A muller or a flat-bottomed piece of frosted glass. This is the implement that will be used to mix your paint with the binder. The muller I have was a gift, but came from this store on Amazon and I have been really pleased with it, but before that, I used a piece of a desk trophy that my friend Alan cut and frosted for me. Glass fermentation weights or secondhand goblet with a completely flat bottom can also work, but the glass will need to be roughed up (silicon carbide or sandpaper will do the trick!) so that the pigment can be evenly distributed. The nice thing about the traditional style muller is that if you need to cushion it with a bit of Sugru, you can – mine was cushioned this way to help me grip the handle.

Palette knives. I got mine out of a pack of three, but most of the time, I only use these two, and yes, plastic palette knives can work if you’re starting out. You’ll need them to help gather up paint, mix pigment in with the binder, scrape the muller down, and push paint back into the middle of the slab. These are absolutely necessary. I generally stick to these two shapes, but if you have a fairly flexible knife to mix and a fairly stiff one to help scrape, you’re pretty well golden. I have heard of some folks using cake spatulas to mix paint and a small bench scraper to get paint, and I can see it work (albeit messily), but my biggest caution is to not use that spatula for food ever past mixing paint up.

Pipettes. So, I’m a huge proponent of pipettes when adding binder to pigment or adding water to finished paints because it’s easier to control exactly how much you’re adding. I use cheap plastic one-piece pipettes for this purpose, because even though they are reusable, even if they get gunky and gross, I can throw them out and not feel too bad about the cost to me. They are also cost effective at $3.42 for package of twelve.

Spray bottle. I recycled an old spray bottle, and refill it with tap water. I use this to help clean up after I’ve made paint by spraying down the slab and using a paper towel to clean up the leftovers. Beats running to the sink after every batch of paint.

Safety equipment. This one is incredibly important. While a lot of modern pigments are certified non-toxic, but this is only if you try to eat them. Even if you have a very still room with good ventilation, it’s generally a good idea to make sure that you are using a N95 mask at minimum to reduce the chances of getting particulates in places where they need not to go. That said, if you are working with more toxic pigments, please exercise extreme caution: copper poisoning can result in liver damage, and lead poisoning is cumulative and can lead to anemia and other issues – and that’s on the low end of possibilities. I wear nitrile gloves that I swap out every time I make a new colour, and I always wear a mask when I paint so that I don’t end up with particulates in my lungs.
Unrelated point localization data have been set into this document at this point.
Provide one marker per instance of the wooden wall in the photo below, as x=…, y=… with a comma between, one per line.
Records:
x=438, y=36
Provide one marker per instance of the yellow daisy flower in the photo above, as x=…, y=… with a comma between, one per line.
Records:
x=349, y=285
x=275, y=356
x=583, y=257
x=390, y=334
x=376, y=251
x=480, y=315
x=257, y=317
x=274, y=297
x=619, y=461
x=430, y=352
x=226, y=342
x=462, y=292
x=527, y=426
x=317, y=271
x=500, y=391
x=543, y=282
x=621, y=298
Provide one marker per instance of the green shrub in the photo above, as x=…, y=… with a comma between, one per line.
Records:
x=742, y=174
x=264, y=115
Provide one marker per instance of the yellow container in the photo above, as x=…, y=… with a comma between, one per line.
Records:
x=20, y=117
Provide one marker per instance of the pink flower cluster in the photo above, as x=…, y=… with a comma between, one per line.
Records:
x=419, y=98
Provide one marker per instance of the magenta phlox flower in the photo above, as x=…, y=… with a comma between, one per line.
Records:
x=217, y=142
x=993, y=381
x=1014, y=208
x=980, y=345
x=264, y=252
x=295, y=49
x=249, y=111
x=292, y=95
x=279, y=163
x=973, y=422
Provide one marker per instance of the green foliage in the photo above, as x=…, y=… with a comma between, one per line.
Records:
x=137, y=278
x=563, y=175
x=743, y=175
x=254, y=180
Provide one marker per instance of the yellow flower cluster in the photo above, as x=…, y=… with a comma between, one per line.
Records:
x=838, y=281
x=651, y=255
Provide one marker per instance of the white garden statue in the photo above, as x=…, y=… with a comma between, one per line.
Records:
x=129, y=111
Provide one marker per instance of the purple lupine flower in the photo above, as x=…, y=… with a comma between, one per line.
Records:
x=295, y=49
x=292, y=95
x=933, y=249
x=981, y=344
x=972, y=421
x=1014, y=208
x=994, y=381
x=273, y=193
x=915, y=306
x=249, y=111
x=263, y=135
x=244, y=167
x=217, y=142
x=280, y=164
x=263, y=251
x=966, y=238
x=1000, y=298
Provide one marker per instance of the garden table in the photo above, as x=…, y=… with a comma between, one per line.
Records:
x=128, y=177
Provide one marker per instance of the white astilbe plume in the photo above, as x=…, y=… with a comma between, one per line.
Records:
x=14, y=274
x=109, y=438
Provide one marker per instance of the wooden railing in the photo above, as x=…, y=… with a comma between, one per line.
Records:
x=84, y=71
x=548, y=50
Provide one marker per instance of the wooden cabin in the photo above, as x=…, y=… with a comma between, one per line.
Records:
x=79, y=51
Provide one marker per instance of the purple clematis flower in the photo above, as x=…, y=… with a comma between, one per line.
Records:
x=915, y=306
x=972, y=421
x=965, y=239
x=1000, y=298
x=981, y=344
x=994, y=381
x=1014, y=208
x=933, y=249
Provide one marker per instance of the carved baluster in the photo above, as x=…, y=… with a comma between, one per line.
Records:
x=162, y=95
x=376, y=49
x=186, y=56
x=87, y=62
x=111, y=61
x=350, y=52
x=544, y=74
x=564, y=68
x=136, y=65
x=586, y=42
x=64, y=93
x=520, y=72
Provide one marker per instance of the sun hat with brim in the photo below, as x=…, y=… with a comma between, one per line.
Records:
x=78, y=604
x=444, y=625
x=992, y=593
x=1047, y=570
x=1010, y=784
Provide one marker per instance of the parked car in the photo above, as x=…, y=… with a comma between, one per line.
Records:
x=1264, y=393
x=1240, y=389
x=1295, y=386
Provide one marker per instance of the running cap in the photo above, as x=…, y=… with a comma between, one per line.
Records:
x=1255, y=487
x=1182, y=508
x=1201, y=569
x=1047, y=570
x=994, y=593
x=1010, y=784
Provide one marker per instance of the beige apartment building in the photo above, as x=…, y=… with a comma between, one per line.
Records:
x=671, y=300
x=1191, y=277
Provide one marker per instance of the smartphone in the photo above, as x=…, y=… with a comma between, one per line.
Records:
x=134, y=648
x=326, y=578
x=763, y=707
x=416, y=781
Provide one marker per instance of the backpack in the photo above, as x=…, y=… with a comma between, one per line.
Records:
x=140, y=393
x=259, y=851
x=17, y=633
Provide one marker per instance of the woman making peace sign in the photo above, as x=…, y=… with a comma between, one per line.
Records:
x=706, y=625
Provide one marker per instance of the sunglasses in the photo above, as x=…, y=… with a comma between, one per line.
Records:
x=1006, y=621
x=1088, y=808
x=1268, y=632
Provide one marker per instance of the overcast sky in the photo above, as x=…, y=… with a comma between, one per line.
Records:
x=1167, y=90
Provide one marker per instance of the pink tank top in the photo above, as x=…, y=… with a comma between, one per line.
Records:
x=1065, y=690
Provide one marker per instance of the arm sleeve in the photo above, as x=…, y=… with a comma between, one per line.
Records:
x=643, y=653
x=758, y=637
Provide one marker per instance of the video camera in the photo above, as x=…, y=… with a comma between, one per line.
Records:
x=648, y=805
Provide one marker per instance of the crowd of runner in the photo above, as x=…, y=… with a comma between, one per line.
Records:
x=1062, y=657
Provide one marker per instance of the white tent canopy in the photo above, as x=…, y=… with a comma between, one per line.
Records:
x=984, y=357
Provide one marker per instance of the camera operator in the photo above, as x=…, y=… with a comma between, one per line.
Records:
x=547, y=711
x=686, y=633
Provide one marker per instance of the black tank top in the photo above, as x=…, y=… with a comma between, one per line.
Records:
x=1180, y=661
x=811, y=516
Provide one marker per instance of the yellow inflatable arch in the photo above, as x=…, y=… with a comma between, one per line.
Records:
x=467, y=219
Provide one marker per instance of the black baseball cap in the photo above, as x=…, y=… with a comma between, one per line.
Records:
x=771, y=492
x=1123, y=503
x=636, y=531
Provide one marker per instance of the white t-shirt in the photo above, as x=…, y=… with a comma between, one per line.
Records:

The upsides of wearing gloves also helps with cleanup (especially if you do the surgical removal process).

Binders. I’m a huge fan of Schmincke’s gouache binder, but there are recipes out there that use gum arabic and honey, but the Schmincke binder really does work fantastically and consistently. Also, it’s relatively inexpensive for the amount of binder that you get, especially when looking at how much gouache you are able to make. The downside is that the only people I’ve found who can keep it in stock are Blick, and even then, I still have to order it as my local store does not keep it in stock. Definitely call your local art stores to see if they keep it in stock.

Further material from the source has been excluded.